《共に夢を見る》

人にあひてあしたによみてつかはしける なりひらの朝臣

ねぬるよのゆめをはかなみまとろめはいやはかなにもなりまさるかな (644)

寝ぬる夜の夢を儚み微睡めばいやはかなにも成り勝るかな

「人に逢って朝に詠んでやった 業平の朝臣
あなたと寝た夜の夢が儚いので微睡むと、一層儚くなることだなあ。」

「(寝)ぬる」は、完了の助動詞「ぬ」の連体形。「(夢)を(儚)み」は、「~が~ので」と原因理由を表す。あるいは、「~を~という状態にして」の意を表す。「(微睡め)ば」は、偶然的条件を表す。「(勝る)かな」は、終助詞で詠嘆を表す。
あなたと一緒に寝ることになった夜の夢があまりに頼りないまま、あっさり朝になってしまったので、もう一度はっきり見たいと思ってまどろんだら、ますます夢がぼんやりとして空しい気持ちになってきたことですよ。もう一度お逢いしたいです。
作者は、この逢瀬に心が満たされず、もう一度逢いたいという気持ちを伝えている。それを言うのに、共寝を共に夢を見ることであるとしている。露骨に共寝がしたいと言はず、女の抵抗を和らげようとしたのだろう。
男は暗いうちに帰って来るので、また寝直す。この歌は、その事情を踏まえて詠んでいる。前の歌から少し時間が経っている場面を扱っている。編集者は、共寝を共に夢を見ることだと捉えた点を評価したのだろう。なお、この歌は、『伊勢物語』の第一〇三段に載っている。相手は親王が召し使っている女で、タブー破りに近い状況設定になっている。また、語り手はこの歌を「さる歌のきたなげさ」と酷評している。夢を挟んでも共寝そのものを題材にしたからだろうか。

コメント

  1. すいわ より:

    合わせ鏡のような歌ですね。逢瀬を果たし、寝直しの夢に彼女が現れる。その夢から覚めて微睡の中、昨夜の逢瀬と今見た夢の間を逍遥する。夢から出られない。だからまた是非、現で会ってくださいね、、。
    でも、夢に彼女が現れたのなら彼女もまた私と同じ夢を見たかもしれない。共寝の捉え方が斬新。でもなぁ、、こんなにあけすけに歌って大丈夫なのは君くらいなものなんだよなぁ、、と貫之のため息が聞こえてきそう。そこで伊勢物語第百三段では、これをやると一般人は大失敗するよと例示したのかも。

    • 山川 信一 より:

      「合わせ鏡のような歌」は、いい捉え方ですね。
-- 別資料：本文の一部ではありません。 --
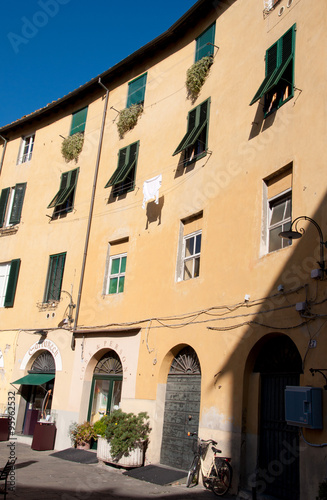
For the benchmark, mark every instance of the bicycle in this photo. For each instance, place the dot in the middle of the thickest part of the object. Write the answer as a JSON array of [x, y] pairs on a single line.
[[218, 477]]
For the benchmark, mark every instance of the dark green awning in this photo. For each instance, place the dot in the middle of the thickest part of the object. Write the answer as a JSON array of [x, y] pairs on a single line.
[[35, 379]]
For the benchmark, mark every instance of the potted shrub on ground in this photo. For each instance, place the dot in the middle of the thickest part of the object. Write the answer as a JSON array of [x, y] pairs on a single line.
[[82, 435], [123, 438]]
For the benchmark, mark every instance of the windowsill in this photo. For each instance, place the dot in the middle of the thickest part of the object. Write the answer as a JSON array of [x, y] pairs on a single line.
[[6, 231], [269, 113], [187, 163]]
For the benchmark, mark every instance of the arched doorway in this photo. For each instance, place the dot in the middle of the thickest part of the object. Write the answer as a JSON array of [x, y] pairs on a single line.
[[106, 386], [37, 390], [182, 409], [279, 364]]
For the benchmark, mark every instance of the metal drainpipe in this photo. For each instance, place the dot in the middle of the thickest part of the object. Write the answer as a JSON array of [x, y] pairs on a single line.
[[90, 215], [3, 152]]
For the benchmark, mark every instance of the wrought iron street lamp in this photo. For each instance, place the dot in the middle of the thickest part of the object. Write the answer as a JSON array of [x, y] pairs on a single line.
[[294, 233]]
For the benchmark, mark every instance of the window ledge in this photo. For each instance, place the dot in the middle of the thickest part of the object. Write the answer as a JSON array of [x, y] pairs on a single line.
[[6, 231]]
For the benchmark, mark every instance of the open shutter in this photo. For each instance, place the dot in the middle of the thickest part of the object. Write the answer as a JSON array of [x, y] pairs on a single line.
[[202, 47], [197, 120], [271, 69], [3, 204], [12, 283], [126, 161], [78, 121], [67, 184], [136, 91], [17, 203]]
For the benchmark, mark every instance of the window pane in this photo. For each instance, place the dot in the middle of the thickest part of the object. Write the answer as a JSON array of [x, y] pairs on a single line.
[[275, 242], [277, 213], [115, 266], [121, 284], [123, 265], [188, 269], [113, 285], [189, 246], [196, 267], [198, 243]]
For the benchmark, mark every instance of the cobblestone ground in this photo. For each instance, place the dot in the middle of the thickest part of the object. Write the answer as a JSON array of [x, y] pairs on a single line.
[[41, 476]]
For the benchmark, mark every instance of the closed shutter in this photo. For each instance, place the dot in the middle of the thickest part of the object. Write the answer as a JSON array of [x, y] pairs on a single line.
[[136, 91], [17, 203], [78, 121], [204, 43], [127, 159], [3, 204], [12, 283], [197, 120]]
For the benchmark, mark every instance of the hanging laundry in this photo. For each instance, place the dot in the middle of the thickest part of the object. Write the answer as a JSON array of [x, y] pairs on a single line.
[[151, 189]]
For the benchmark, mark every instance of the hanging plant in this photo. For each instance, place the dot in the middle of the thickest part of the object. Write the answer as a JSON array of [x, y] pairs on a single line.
[[128, 119], [196, 75], [72, 146]]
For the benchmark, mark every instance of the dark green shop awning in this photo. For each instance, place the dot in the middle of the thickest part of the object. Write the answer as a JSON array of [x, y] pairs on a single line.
[[35, 379]]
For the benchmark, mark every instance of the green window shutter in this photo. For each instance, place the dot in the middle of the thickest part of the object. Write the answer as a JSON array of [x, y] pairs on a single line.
[[12, 283], [278, 58], [3, 204], [55, 276], [136, 91], [202, 49], [127, 159], [67, 184], [78, 121], [17, 203], [197, 120]]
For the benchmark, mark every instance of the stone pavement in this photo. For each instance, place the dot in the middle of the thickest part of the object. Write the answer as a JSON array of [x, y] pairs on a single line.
[[40, 476]]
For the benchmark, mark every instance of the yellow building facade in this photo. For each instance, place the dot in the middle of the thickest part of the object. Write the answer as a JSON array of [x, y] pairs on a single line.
[[149, 274]]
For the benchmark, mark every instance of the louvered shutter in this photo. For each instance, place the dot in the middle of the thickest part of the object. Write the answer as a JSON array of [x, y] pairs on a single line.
[[12, 283], [17, 203]]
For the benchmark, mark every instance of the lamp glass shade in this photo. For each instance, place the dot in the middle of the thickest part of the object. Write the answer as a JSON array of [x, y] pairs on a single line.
[[290, 235]]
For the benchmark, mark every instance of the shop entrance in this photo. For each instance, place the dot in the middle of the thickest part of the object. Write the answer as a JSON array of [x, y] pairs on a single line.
[[106, 386], [182, 410], [37, 390], [279, 364]]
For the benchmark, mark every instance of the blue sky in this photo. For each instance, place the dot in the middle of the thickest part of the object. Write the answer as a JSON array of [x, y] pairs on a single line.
[[51, 47]]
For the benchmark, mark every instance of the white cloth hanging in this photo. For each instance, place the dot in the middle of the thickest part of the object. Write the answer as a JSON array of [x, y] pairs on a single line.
[[151, 189]]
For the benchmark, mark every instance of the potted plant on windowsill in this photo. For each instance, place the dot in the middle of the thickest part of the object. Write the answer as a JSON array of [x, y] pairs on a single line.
[[82, 435], [123, 438], [196, 76]]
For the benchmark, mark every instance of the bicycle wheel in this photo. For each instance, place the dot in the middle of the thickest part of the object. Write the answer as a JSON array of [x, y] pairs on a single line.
[[193, 473], [221, 478]]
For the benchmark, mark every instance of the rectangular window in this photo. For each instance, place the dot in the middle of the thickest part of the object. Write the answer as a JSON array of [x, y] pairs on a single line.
[[26, 149], [11, 204], [189, 251], [8, 282], [194, 142], [123, 179], [136, 91], [278, 84], [78, 121], [205, 43], [55, 276], [278, 200], [117, 270], [280, 210], [63, 202]]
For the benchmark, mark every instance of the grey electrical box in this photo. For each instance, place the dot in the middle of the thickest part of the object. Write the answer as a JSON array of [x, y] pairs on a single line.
[[303, 406]]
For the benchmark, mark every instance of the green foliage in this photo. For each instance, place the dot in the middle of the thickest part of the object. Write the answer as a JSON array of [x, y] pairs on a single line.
[[81, 434], [322, 491], [72, 146], [100, 426], [196, 75], [128, 119], [125, 431]]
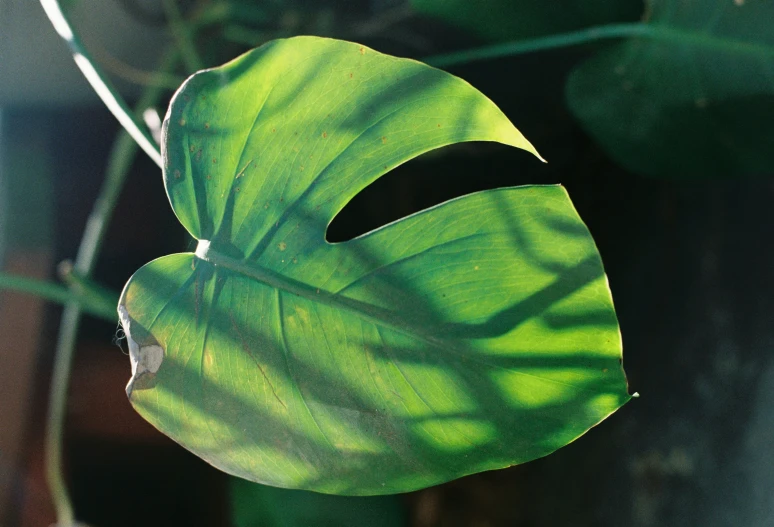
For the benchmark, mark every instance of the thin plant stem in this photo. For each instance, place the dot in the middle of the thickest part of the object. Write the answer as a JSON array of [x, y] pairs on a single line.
[[592, 34], [104, 88], [57, 293], [121, 158]]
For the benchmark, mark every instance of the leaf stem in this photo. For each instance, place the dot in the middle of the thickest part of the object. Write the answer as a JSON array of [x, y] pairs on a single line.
[[56, 293], [121, 158], [99, 81], [592, 34]]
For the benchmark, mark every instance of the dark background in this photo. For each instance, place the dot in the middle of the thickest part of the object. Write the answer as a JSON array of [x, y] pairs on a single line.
[[690, 266]]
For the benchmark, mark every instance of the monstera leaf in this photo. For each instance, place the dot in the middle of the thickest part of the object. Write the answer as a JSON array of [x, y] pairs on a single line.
[[471, 336], [512, 20], [692, 96]]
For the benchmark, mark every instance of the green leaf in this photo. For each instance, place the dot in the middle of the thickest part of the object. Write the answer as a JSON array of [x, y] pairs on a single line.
[[470, 336], [498, 20], [692, 97]]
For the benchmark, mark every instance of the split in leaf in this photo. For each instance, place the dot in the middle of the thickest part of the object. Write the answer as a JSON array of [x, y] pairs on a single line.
[[471, 336]]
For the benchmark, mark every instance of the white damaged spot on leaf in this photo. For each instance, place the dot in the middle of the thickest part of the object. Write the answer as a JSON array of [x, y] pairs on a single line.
[[145, 358]]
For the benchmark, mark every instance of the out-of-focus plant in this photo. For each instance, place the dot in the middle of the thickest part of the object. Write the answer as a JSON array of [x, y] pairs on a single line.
[[688, 93], [398, 367]]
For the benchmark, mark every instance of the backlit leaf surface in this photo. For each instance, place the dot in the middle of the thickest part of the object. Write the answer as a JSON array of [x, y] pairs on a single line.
[[471, 336]]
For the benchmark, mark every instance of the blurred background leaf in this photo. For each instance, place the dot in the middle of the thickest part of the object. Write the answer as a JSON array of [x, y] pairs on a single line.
[[255, 505], [497, 20], [692, 97]]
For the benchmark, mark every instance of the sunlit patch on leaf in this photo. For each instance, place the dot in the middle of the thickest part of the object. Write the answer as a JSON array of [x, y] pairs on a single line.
[[363, 367]]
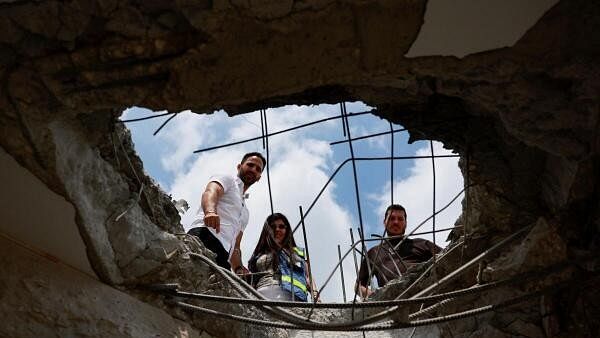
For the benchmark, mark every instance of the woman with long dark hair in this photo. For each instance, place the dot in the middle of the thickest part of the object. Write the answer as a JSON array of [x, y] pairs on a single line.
[[279, 266]]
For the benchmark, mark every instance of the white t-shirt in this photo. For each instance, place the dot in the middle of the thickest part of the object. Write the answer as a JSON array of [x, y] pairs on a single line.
[[231, 208]]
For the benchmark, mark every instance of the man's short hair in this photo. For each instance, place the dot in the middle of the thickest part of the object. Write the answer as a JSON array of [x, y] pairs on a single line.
[[393, 207], [257, 154]]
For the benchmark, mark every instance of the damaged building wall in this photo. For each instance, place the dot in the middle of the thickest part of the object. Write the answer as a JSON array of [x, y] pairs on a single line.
[[524, 119]]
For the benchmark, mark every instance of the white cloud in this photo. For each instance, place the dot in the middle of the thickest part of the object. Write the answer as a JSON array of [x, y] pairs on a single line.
[[301, 163], [415, 193], [298, 169]]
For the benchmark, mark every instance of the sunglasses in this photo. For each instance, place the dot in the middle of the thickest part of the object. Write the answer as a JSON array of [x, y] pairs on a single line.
[[278, 226]]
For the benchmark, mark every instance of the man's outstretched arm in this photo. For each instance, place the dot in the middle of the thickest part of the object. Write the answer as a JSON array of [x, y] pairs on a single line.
[[236, 257], [210, 198]]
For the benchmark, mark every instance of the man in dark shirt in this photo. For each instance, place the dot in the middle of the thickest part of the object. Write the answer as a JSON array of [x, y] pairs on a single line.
[[389, 260]]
結局自分はどこにいるのかわからなくなります。そんな思いに託してもう一度逢いたい気持ちを伝えます。業平はさすが恋の達人です。
      貫之は『古今和歌集』で歌のお手本を目指していたので、少し抵抗を感じて、『伊勢物語』のコメントはその思いの表れかもしれません。

  2. まりりん より:

    逢瀬が終わり帰ってからも、貴女と共寝。今度は同じ夢を見ると。離れてからもずっと貴女を思っている…
    なるほど、確かに斬新な共寝の捉え方ですね。
    この歌を贈られた女性は嬉しいですね。逢瀬の後の楽しみが出来ましたね。

    • 山川 信一 より:

      共寝とは、性の営みではなく、共に夢を見ることと捉えるのは優雅ですね。それで同じ夢が見られれば、最高です。仮に全く同じでなくても、いい夢には違いがありません。